# DS-160 Personal Info 2 Page - Clarification



## kishore2b (Dec 27, 2012)

Hello Everyone

Good Day.

I am an Australian Citizen and applying for an E3 Visa and I haven't applied for OCI yet which will include cancellation of my Indian Passport which is valid until 2025. My passport technically can't be used for any travel activities as I have acquired Australian Citizenship and recieved an Australian Passport.

Should I mention* Yes/No* for the passport section highlighted after other country/region of origin. Appreciate your help.










Thanks


----------



## Bevdeforges (Nov 16, 2007)

Note the wording of the question:
Do you hold or *have you held*... 
So, in the past tense you have definitely held an Indian passport. Given that your Indian passport has been cancelled, you're fine with responding No to the second part of that question.


----------



## Moulard (Feb 3, 2017)

I actually disagree with Bev on this for regulatory reasons on the second half of her response. Your answers should be YES and YES not YES and NO until such time as you surrender your Indian Passport or it expires.

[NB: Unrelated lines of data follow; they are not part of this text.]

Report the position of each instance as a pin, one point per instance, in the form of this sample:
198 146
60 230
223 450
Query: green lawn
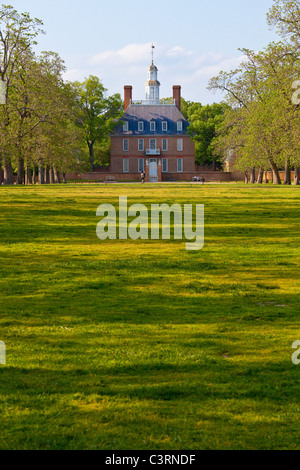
141 344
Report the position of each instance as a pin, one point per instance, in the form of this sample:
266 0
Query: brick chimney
127 96
177 96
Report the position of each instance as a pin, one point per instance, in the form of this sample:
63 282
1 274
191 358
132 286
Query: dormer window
179 126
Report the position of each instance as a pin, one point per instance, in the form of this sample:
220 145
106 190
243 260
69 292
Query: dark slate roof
148 113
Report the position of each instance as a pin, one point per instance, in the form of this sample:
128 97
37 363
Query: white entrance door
153 176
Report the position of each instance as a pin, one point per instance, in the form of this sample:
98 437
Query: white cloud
130 54
177 65
178 51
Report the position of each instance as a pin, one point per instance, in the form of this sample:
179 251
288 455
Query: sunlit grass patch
143 345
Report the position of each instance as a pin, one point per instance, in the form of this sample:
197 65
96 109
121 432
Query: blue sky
111 39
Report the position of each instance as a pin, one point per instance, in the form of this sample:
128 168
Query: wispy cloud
177 65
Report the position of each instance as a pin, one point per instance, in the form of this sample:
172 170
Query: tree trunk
266 177
34 175
56 176
28 177
47 175
276 175
41 178
51 176
20 176
287 176
297 182
7 173
91 149
260 176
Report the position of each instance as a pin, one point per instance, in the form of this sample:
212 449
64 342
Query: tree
204 122
264 120
17 36
95 113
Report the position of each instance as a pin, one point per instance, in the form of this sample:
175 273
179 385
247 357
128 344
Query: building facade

The second part of the question is geared at determining if you hold a passport that has not been formally cancelled - because conceptually you could travel on a valid uncancelled passport and the US wants to know the details of all the passports you could travel on..

So the answer to the second half of the question is YES until such time as your Indian passport expires or you formally surrender it.

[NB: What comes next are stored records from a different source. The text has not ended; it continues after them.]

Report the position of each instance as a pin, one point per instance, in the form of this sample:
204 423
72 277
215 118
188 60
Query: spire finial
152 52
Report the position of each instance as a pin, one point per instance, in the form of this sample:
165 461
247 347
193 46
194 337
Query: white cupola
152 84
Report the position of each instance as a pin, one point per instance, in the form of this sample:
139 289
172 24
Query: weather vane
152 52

Under the Citizenship Act of 1955 I understand that Indian citizenship will have been automatically terminated on voluntarily acquiring citizenship of Australia.

So on making the Australian citizenship pledge of commitment by oath or affirmation one automatically looses Indian citizenship.

While it would be an offence under the Indian Passport Act of 1967 for you to travel on an unexpired Indian passport, one still can do so, and as a historical footnote before OCI was introduced it was quite common (but illegal) to do so.

To mix metaphors, if a tree falls in the forest and the Indian government is not aware of it, has the tree really fallen.

Surrendering a valid Indian passport is the way to formally let the Indian government know you have performed an expatriating act.

If I was to really quibble, it is not until an India Passport & Visa Services Centre accepts the surrender, that the passport is cancelled, but for your purposes. If you are intending to apply for a PIO / OCI card, I would suggest that you need to answer YES until such time as you have made an OCI application through VFS or the passport expires at which point it is no longer a valid travel document.


----------



## Bevdeforges (Nov 16, 2007)

Basically we don't disagree here. I took the OPs statement about the cancellation of his passport as a done deal and on re-read I see that he is saying that it "will be" cancelled. Comes of reading through things too quickly I guess.

There are different protocols for different countries. I know the US makes a big deal out of returning even a cancelled passport to the holder. (With a couple of big old holes punched through the cover and front pages.) I'm always a bit surprised when France doesn't return an old passport on renewal, but I guess that's standard practice for more countries than I realized.


----------



## kishore2b (Dec 27, 2012)

Thanks for your response Moulard. I will update my DS-160 accordingly.

Thanks Bev for your response. Appreciate it


----------